今回漸く製作されてから52年経ってめぐり逢い、ポール・ニューマンの個性が嵌ったロイ・ビーンの愛嬌と狂気の演技を満喫しました。ウィリアム・ワイラーの「西部の男」(1940年)でオスカーを得たウォルター・ブレナンの名演とはまた違った魅力と面白さがあります。それは監督ジョン・ヒューストンの自由奔放で気の向くままのような、それでいて映画の総てを知り尽くした熟練のお遊びが楽しめる映画タッチに溶け込んだ、味わいのある演技だからです。
実際ニューマンの自伝によると、神秘的で魔法のような魅力を持つ、言葉では言い表せない人だったと、ヒューストンを回顧しています。対してヒューストンも、ポールほどの功績を残した人間なら、甘美なうぬぼれに骨の髄まで耽るのがあたりまえの業界で、一度も芝居臭く自分自身を演じてみせたことがない、と絶賛しています。

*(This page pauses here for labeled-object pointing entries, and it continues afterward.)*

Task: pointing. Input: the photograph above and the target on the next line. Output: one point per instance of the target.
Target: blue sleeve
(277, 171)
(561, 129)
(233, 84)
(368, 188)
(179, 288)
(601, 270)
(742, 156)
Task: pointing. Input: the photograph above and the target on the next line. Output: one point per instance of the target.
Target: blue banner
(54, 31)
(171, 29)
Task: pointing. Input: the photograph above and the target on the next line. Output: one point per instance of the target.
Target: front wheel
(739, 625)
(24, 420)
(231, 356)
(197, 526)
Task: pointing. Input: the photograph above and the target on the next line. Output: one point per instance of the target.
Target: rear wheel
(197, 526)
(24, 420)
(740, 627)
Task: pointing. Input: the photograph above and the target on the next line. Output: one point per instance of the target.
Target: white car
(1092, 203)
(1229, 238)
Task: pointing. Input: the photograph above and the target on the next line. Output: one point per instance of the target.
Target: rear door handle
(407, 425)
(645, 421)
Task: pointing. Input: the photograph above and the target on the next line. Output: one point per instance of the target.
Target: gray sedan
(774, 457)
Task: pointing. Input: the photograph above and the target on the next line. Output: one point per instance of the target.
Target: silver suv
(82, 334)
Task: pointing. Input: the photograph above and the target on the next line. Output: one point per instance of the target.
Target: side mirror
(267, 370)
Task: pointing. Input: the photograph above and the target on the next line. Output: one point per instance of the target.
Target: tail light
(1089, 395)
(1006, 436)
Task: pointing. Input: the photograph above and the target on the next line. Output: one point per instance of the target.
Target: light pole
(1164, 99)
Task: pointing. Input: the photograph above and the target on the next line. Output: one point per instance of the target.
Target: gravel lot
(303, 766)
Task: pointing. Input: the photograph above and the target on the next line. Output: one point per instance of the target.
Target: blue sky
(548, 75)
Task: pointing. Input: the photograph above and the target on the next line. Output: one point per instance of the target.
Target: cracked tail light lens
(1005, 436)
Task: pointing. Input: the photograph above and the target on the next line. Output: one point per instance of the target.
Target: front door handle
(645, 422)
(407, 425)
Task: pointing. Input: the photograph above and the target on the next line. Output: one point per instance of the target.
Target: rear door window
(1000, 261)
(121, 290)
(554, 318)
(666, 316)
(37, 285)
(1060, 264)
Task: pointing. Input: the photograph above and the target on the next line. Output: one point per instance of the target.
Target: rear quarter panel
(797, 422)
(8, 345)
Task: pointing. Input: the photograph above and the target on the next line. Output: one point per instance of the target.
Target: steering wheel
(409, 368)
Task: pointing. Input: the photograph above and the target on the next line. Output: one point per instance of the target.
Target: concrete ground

『ポール・ニューマン語る』 品川亮・岩田佳代子訳者 早川書房発行より抜粋
「ビック・ウェンズデー」「地獄の黙示録」のジョン・ミリアスが執筆した脚本をヒューストンが気に入り、ニューマンに出演依頼した経緯が面白い。ただし、これはロイ・ビーンという伝説の西部男の正確な伝記映画ではなく、あくまで当時の無法地帯の西部に生きた男たちへのノスタルジーであり、文明開化以前の荒くれ男たちの生き様を面白可笑しく創作した映画の遊びと詩情に、映画としての良さがあります。キャスティングは主演のニューマンの一人芝居に近く、特に助演男優はいません。それというのも保安官とバーテンダーに雇われる部下以外殆どが登場場面が短く、ひとり助演のマリー・エレーナ役のヴィクトリア・プリンシパルだけが新鮮な演技を見せて、登場場面を膨らませた脚本修正を施したとあります。この時22歳の新人ながらニューマンの相手役としていい演技をみせているのも、ヒューストンの役者主体の演出法とニューマンの自然な演技のお蔭と言えるでしょう。その他有名な役者で先ず可笑しいのは、会う前からロイ・ビーンを回顧するラサール牧師のアンソニー・パーキンスの真面目な役柄です。冒頭の派手な殺戮場面の後始末の為だけに現れて、メキシコで病死したあと、天国に彼は来なかったというナレーションが笑えます。タブ・ハンターは、クレジット3番目でありながら中国人とメキシコ人夫婦を殺した罪で絞首刑に処せられるサム・ドット役で、酒場が法廷になりロイ・ビーンが判事姿を見せます。中国人やメキシコ人への人種差別を口にするサムが、過去に白人も殺したからと自分を納得させるナレーションも可笑しい。ロイ・ビーンが憧れるリリー・ラングトリーのポスターを標的に撃つ男を酒場の皆で一斉に撃ち殺すのも、コント劇のお遊びの面白さ。ポン引きから娼婦を救うのに保安官をあてがい、ひとり残った女性をモノにしようとしてマリーの嫉妬のライフル銃で撃たれそうになってからの夕闇の二人のショット。そしてそこに監督ヒューストン演じる謎の山男が熊を連れて登場する展開の不思議な面白さ。監督も役者も嬉々として演じることを楽しんでいるのが伝わります。この熊がペット兼ボディガードになって、3人がピクニックに興じる何とも長閑なシーンの安らぎ。そしてステイシー・キーチの怪演が楽しめるバット・ボブとの対決も見ものでした。恐れ慄く市民が慌てる場面では、棺桶屋が棺桶に隠れるカット。白髪に白塗りの顔で黒ずくめの衣装が不敵な笑みは死神の如く。誰もが予想してしまうロイ・ビーンの卑怯なやり方で決着する喜劇タッチは、バット・ボブの身体を貫通する弾痕の穴を大きく見せる。このようにふざけている様でいて的確な崩しというかお遊びで、人間の可笑しさがどのシーンにもあります。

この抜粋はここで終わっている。